The purpose of this integrative literature review was to discuss the importance of utilizing prehospital data elements in ED, summarize their current use in developing ML-based prediction models, and specifically identify those data elements that can potentially contribute to early identification of sepsis in ED when used in ML-based approaches. Prehospital data have been instrumental in the development and validation of statistical and ML models with the purpose of improving early detection of time-sensitive patient conditions, such as trauma, stroke, and shockable cardiac rhythms post–out-of-hospital cardiac arrest; and patient outcomes such as inpatient mortality, survival rate, and ROSC.[16] [21] [22] Currently, limited studies are available related to detection and prediction of sepsis in ED, and there was no study found related to detection of sepsis in ED using prehospital data. This gap in knowledge may be due to limitations in availability of prehospital data in the EHR and difficulty in diagnosis of sepsis in ED. There is an opportunity for researchers to develop and evaluate prediction models for early detection of sepsis using prehospital data in the ED in the future.

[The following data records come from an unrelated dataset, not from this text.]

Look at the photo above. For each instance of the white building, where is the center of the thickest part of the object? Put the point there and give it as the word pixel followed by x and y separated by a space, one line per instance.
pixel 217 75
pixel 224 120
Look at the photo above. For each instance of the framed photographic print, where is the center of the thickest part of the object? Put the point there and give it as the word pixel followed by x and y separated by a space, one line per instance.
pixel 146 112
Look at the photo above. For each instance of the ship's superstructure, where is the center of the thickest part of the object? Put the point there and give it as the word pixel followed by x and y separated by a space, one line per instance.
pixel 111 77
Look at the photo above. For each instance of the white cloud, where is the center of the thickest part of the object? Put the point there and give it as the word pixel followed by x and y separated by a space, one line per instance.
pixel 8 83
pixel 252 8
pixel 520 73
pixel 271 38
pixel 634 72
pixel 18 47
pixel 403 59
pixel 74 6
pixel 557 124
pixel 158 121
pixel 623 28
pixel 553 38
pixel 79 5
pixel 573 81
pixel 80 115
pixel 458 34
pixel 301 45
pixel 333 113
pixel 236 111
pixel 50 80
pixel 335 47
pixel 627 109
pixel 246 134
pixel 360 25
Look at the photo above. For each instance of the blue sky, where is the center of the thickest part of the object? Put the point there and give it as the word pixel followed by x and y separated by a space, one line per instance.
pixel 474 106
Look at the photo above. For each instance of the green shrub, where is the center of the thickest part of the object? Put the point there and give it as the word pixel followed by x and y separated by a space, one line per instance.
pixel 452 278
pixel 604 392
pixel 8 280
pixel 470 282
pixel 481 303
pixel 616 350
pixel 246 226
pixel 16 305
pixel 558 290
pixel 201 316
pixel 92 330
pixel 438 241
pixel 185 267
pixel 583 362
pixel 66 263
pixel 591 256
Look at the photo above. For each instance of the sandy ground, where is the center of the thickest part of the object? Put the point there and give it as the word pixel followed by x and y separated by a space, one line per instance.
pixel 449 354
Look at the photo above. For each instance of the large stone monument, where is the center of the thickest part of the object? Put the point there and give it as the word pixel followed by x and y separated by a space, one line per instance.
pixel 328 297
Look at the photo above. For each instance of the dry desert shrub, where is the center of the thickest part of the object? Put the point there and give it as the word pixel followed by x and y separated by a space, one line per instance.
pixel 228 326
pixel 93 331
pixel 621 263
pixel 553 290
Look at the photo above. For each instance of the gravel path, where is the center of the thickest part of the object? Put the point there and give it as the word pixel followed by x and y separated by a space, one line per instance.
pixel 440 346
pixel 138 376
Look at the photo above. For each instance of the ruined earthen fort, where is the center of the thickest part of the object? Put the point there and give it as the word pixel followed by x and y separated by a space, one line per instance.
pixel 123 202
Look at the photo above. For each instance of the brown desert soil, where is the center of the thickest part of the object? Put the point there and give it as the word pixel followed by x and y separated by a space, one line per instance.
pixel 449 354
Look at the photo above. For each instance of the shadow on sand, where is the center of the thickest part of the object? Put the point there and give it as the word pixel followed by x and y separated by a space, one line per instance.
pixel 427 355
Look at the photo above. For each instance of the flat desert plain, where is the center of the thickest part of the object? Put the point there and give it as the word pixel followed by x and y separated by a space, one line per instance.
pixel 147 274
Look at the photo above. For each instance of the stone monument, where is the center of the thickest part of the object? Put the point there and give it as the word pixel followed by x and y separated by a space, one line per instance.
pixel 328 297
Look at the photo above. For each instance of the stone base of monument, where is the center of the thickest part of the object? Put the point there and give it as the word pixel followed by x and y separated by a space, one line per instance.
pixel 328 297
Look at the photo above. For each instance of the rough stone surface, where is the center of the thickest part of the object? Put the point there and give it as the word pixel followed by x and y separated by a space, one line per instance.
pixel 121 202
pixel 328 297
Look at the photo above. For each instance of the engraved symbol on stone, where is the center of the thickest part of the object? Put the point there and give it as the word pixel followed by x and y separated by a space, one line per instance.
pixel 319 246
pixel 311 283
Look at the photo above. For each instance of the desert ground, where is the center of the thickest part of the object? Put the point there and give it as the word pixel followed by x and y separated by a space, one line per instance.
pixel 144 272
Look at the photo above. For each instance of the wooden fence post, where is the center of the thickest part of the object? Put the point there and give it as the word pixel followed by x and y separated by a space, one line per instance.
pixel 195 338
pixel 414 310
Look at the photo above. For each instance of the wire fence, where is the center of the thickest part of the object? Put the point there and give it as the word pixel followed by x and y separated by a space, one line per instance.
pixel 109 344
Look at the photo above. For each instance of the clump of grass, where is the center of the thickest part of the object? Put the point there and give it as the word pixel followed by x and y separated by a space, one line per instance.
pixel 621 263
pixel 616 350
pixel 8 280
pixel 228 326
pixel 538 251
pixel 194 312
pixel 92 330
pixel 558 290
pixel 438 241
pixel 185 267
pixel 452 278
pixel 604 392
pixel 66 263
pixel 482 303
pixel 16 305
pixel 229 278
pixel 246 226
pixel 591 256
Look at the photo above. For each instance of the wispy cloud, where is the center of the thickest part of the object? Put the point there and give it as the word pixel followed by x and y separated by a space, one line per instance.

ML has been found to be superior in performance in terms of accuracy, specificity, and sensitivity compared with statistically calculated screening tools for sepsis prediction.[16] [20] [21] [24] [32] [38] Based on current and previous definitions of sepsis, the early detection of sepsis has been linked with the following screening tools: SIRS, the modified Early Warning Scores (MEWS), and SOFA and qSOFA scores.[6] [39] However, SIRS, MEWS, SOFA, and qSOFA scores when compared with ML models have performed poorly in identification of sepsis and in predicting inpatient mortality from sepsis in ED.[27] [33] [35] [38] In a meta-analysis study by Islam et al, ML models showed higher accuracy for sepsis detection as evidenced by the AUC of 0.89 compared with sepsis screening tools such as SIRS, MEWS, and SOFA score with AUC of 0.70, 0.50, and 0.78, respectively.[39] Contrarily, two sets of decision tree models using the same variables as qSOFA and SIRS generated similar and low AUC and sensitivity.[36] Therefore, although the ML models in general outperform statistically calculated sepsis screening tools, the performance of the prediction models depend highly on the selection of the set of variables or data elements used to create the model.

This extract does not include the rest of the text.